Оставалось перейти по обмываемым стремительным потоком валунам речку, как Иерок увидел входящий в бухту пароход.
Судя по всему, это было русское судно. Иерок догадался об этом по тому, как на американской шхуне поспешно начали выбирать якорь и от заведенной машины в воздух поднялось синее облачко моторного дыма. Шхуна развернулась носом к створу бухты и ходко пошла, оставляя за собой на гладкой поверхности воды пенный след и синий дымок.
С русского судна послышался низкий, протяжный гудок, отразившийся от окрестных сопок и поднявший птиц на небольших базарах по обе стороны створа.
Иерок поспешил к своей яранге, стоявшей на небольшой косе, отделяющей мелководную лагуну от бухты. Навстречу ему вышел будущий зять Апар, быстроногий юноша из ближнего оленеводческого стойбища, отрабатывающий, согласно обычаю, будущую жену, младшую дочь Нанехак, и сказал:
— Уходит американец!
— Наторговал чего-нибудь? — строго спросил его Иерок.

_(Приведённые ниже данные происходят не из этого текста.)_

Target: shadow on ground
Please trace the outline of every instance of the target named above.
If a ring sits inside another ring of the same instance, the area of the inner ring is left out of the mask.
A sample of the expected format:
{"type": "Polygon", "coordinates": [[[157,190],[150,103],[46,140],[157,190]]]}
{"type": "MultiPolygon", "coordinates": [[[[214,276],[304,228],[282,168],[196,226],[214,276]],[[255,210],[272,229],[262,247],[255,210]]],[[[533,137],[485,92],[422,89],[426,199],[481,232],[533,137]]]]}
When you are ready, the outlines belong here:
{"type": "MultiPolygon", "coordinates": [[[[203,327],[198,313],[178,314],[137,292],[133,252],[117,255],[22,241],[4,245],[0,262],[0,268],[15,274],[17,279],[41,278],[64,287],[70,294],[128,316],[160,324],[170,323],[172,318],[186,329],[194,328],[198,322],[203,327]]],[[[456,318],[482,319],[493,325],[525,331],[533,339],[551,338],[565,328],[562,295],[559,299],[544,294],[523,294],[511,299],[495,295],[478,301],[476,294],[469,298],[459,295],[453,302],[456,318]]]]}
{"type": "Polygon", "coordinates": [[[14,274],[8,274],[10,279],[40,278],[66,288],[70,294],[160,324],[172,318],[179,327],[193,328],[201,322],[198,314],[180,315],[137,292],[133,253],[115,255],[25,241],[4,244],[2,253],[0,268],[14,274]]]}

Апар исполнял еще и обязанности торгового посредника, ибо мог вполне сносно говорить по-американски и по-русски.
— Пять фунтов сахару, двадцатифунтовый мешок муки… Да дурной веселящей воды две бутылки…
— Почему мало взял? — недовольно проворчал Иерок и ощутил вдруг сильное желание приложиться сейчас к бутылке. Он знал: если выпить, то все мрачные мысли развеются, как комары на студеном морском ветру.
Парень нравился Иероку, но уж больно бедна его родня. Да и сам его приход в ярангу был каким-то несуразным. Апар увидел дочку Иерока на весенних игрищах, и она ему так понравилась, что он уже не вернулся в тундру, остался на побережье, вошел в ярангу Иерока и объявил, что будет отрабатывать будущую жену.